A story of survival during the war, of a great love and the dream of bringing Hollywood to Berlin
Stettin, 1945. Having returned from the vastness of Russia and Uzbekistan, where his family survived both the war and Nazi persecution, Artur Brauner makes plans for the future. At the train station, he runs into a young woman – Maria, who survived with wrong papers and her hair dyed blond. Artur falls in love with her, and calls after her when leaving, 'See you in Berlin, then…' They do, in fact, meet again, and get married in November 1946, in a displaced persons camp in Heidenheim in Swabia.
Artur becomes one of the greatest film producers in Germany, and works with the big stars of the era and brings the great film directors Robert Siodmak and Fritz Lang back to Berlin. At his side all the while, he has 'The best wife in the world', Maria Brauner.

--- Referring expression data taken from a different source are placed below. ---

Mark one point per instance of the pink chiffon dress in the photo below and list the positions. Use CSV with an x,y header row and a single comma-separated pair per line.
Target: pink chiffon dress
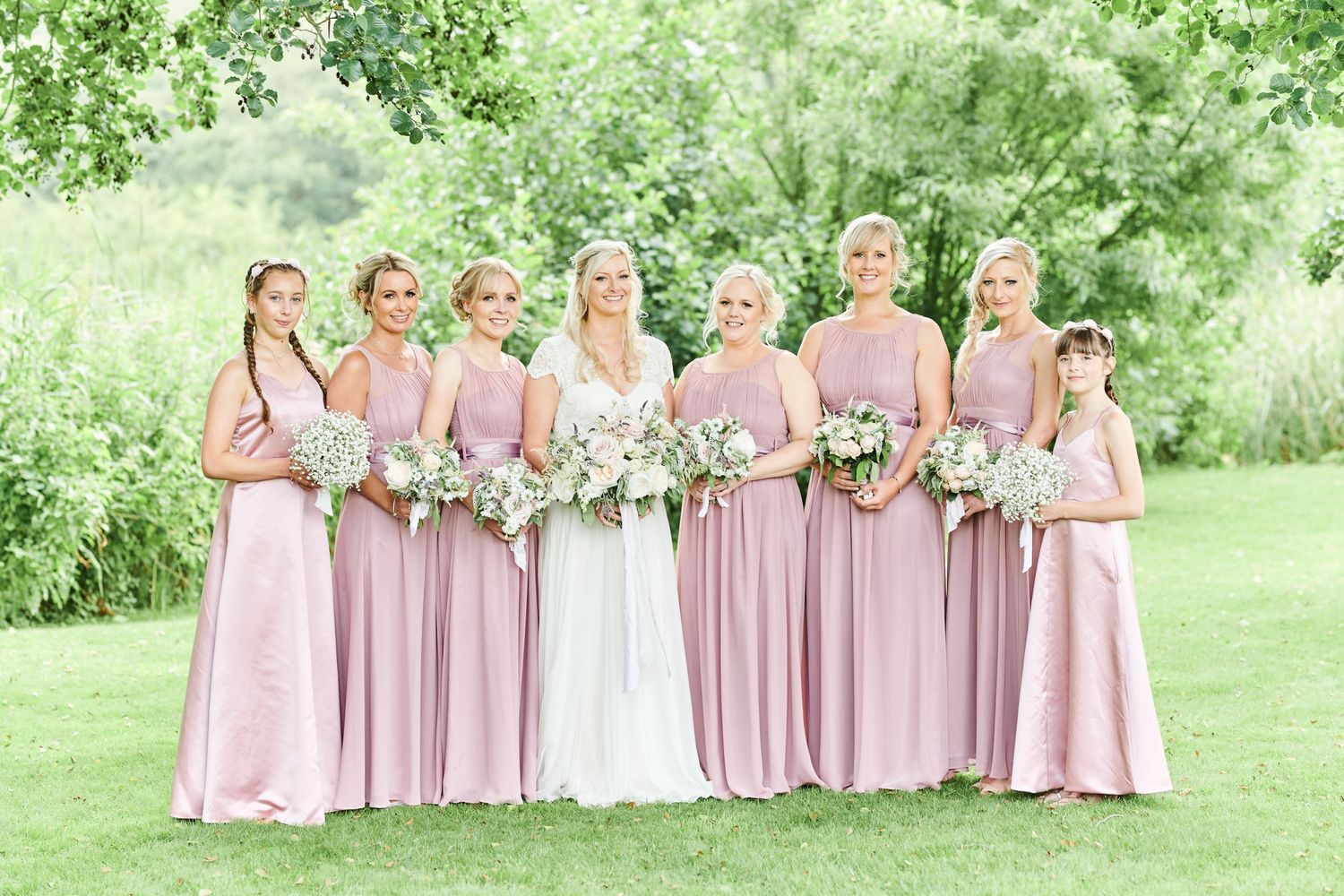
x,y
988,594
261,726
1086,720
487,614
876,648
741,575
386,635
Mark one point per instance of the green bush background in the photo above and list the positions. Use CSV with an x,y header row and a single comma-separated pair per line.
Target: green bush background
x,y
703,134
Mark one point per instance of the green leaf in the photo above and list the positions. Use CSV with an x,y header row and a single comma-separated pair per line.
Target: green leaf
x,y
239,19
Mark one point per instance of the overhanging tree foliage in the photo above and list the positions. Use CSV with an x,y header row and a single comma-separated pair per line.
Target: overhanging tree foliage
x,y
73,73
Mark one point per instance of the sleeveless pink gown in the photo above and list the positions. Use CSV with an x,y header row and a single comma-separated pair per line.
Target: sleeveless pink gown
x,y
876,651
741,576
487,616
988,594
1086,720
384,584
261,724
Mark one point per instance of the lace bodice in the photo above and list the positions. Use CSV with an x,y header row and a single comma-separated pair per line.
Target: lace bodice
x,y
582,403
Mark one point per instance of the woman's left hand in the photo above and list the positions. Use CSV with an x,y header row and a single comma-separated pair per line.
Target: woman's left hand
x,y
874,495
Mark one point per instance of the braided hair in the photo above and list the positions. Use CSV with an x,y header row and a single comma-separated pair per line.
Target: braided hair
x,y
252,285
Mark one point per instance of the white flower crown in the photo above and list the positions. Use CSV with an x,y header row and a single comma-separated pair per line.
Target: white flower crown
x,y
1089,324
263,265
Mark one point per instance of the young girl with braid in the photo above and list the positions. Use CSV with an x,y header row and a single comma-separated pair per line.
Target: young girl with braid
x,y
261,726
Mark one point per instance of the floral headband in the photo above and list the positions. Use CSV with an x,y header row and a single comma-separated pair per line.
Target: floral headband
x,y
1089,324
271,263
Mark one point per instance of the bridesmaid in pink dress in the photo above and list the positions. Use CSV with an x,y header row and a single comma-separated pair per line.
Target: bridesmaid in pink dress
x,y
486,742
1086,724
1005,383
384,578
261,726
741,567
876,651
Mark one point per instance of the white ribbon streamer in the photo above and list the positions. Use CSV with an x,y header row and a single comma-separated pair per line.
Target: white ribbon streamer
x,y
956,512
637,600
519,548
419,509
1024,543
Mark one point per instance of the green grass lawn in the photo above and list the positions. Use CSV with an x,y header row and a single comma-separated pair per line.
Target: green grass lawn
x,y
1239,591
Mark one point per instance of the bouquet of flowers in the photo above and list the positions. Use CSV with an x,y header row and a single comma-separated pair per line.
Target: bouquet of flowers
x,y
513,495
956,462
624,460
424,473
333,447
719,449
1021,482
857,437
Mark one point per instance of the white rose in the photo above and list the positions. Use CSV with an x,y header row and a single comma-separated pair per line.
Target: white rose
x,y
640,485
604,449
397,474
604,476
744,443
562,489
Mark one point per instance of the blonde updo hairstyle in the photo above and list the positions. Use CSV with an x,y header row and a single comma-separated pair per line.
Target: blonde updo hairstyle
x,y
583,268
1000,249
368,276
774,309
866,230
470,284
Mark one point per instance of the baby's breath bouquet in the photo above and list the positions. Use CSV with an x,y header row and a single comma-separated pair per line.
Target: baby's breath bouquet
x,y
623,460
424,473
333,447
1021,481
513,495
718,450
857,437
954,463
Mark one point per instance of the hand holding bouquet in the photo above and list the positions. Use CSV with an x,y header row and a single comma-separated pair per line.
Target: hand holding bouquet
x,y
719,450
859,437
333,449
956,462
1021,481
424,473
513,495
623,460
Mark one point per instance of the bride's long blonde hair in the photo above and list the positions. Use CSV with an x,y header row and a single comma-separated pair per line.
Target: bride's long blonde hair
x,y
583,268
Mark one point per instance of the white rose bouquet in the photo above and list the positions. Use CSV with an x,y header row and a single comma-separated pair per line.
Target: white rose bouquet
x,y
634,458
1021,481
333,447
859,437
954,463
424,473
513,495
718,450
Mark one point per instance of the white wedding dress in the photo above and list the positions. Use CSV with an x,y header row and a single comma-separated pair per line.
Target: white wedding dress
x,y
599,743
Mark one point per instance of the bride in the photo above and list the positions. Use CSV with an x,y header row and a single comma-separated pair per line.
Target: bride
x,y
609,732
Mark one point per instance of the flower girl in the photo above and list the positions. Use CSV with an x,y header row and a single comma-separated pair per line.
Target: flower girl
x,y
1086,723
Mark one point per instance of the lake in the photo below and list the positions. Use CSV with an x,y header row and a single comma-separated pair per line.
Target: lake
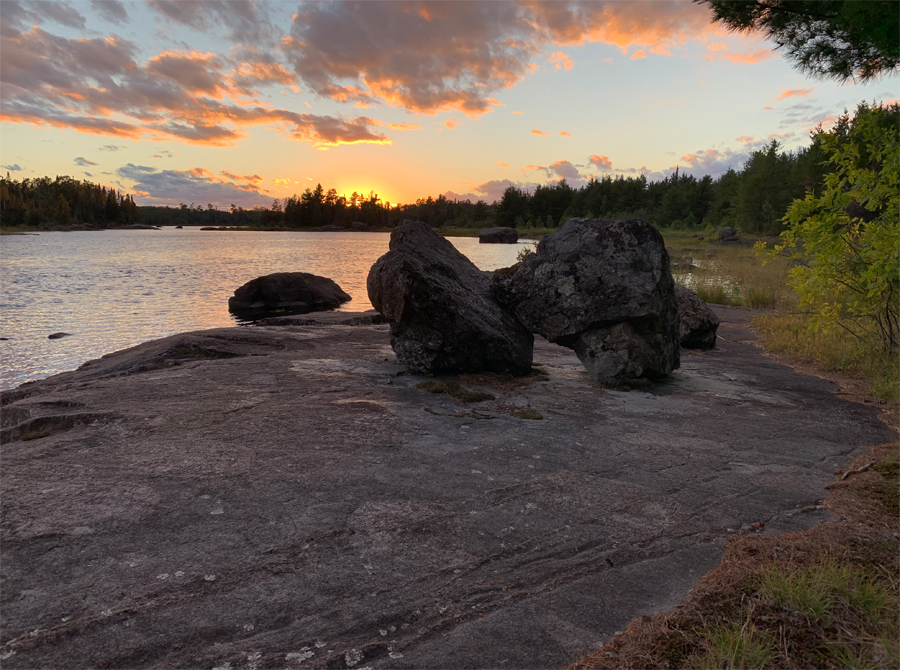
x,y
117,288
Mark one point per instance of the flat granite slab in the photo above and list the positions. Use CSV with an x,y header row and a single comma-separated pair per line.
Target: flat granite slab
x,y
282,496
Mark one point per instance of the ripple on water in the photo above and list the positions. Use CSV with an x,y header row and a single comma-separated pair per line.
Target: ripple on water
x,y
115,289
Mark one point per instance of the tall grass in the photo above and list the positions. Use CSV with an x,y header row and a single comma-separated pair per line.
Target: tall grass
x,y
735,275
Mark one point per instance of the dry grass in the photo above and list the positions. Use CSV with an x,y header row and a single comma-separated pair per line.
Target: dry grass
x,y
838,351
506,382
732,275
825,597
454,390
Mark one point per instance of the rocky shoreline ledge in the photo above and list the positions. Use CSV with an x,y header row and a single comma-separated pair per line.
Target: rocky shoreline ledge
x,y
285,496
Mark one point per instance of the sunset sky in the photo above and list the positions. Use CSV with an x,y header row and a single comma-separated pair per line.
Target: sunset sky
x,y
242,101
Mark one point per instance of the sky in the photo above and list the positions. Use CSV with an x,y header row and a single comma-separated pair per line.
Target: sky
x,y
240,102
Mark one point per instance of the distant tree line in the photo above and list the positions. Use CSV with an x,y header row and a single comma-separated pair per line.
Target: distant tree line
x,y
752,199
63,202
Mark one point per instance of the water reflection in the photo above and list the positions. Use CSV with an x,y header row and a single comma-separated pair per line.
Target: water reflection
x,y
115,289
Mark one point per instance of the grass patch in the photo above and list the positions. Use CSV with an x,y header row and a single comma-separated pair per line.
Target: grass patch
x,y
827,597
838,351
732,275
506,382
454,390
36,435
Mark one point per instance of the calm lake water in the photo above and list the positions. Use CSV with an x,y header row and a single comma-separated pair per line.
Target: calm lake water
x,y
117,288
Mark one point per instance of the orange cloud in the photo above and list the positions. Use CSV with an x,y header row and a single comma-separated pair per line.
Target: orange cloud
x,y
561,60
751,58
252,178
602,162
794,93
181,95
456,55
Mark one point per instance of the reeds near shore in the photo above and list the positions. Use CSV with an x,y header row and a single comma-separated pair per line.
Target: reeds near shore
x,y
734,274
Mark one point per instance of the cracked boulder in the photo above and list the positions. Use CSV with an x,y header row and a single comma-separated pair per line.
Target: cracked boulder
x,y
698,323
604,289
441,309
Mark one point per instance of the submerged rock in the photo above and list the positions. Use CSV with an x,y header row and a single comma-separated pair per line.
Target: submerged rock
x,y
286,292
500,235
604,289
441,309
698,323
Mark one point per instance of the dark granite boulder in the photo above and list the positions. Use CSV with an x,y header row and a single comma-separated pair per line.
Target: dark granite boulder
x,y
286,292
440,307
604,289
500,235
698,322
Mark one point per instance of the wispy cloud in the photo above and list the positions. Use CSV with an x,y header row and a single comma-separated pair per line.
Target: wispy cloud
x,y
490,191
457,56
98,86
603,163
561,60
171,187
794,93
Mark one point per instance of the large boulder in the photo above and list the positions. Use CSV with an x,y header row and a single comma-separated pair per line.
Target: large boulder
x,y
440,307
286,292
698,323
500,235
604,289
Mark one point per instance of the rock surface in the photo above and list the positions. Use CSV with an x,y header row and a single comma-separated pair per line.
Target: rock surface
x,y
290,292
604,289
441,309
253,496
501,235
698,323
727,234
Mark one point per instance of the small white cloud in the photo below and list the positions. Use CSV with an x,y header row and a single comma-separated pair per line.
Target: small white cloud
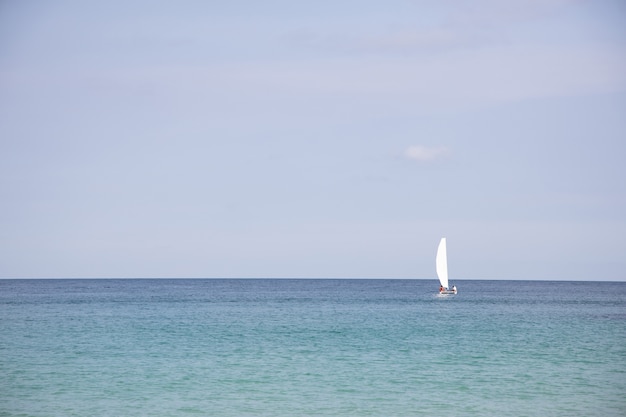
x,y
425,153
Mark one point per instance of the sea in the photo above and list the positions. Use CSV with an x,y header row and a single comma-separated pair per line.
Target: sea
x,y
311,347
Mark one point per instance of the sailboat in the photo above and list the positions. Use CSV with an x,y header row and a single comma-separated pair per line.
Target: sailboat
x,y
441,262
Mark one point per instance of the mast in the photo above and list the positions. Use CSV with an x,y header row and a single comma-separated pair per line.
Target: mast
x,y
441,262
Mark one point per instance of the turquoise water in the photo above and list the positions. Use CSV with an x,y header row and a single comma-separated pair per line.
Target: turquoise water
x,y
311,347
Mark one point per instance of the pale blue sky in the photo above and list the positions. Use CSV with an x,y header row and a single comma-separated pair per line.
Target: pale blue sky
x,y
327,139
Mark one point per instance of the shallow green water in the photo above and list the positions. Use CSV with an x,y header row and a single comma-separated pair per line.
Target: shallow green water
x,y
311,347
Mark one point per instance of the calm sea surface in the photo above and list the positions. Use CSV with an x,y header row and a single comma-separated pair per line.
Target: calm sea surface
x,y
311,347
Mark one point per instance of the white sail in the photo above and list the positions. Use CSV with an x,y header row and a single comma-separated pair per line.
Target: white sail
x,y
442,263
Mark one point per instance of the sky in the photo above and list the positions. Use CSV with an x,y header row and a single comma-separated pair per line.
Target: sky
x,y
327,139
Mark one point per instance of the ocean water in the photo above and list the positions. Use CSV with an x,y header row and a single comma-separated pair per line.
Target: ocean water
x,y
311,348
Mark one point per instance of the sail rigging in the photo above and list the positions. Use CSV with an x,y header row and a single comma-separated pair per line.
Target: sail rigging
x,y
442,263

But as the son of a Jewish timber merchant, he is unable to shake off the past. The Holocaust is a theme he returns to again and again – from his first film 'Morituri' to 'Die Spaziergängerin von Sanssouci', the last film he made, featuring Romy Schneider.
Here, his daughter Alice Brauner tells the story of her extraordinary parents, tracing an arc from their childhood in Poland and the turmoil of the war and their new beginning in Germany to the more recent past. It is a story about the power of love, the big screen, and about how dreams are realised – despite everything.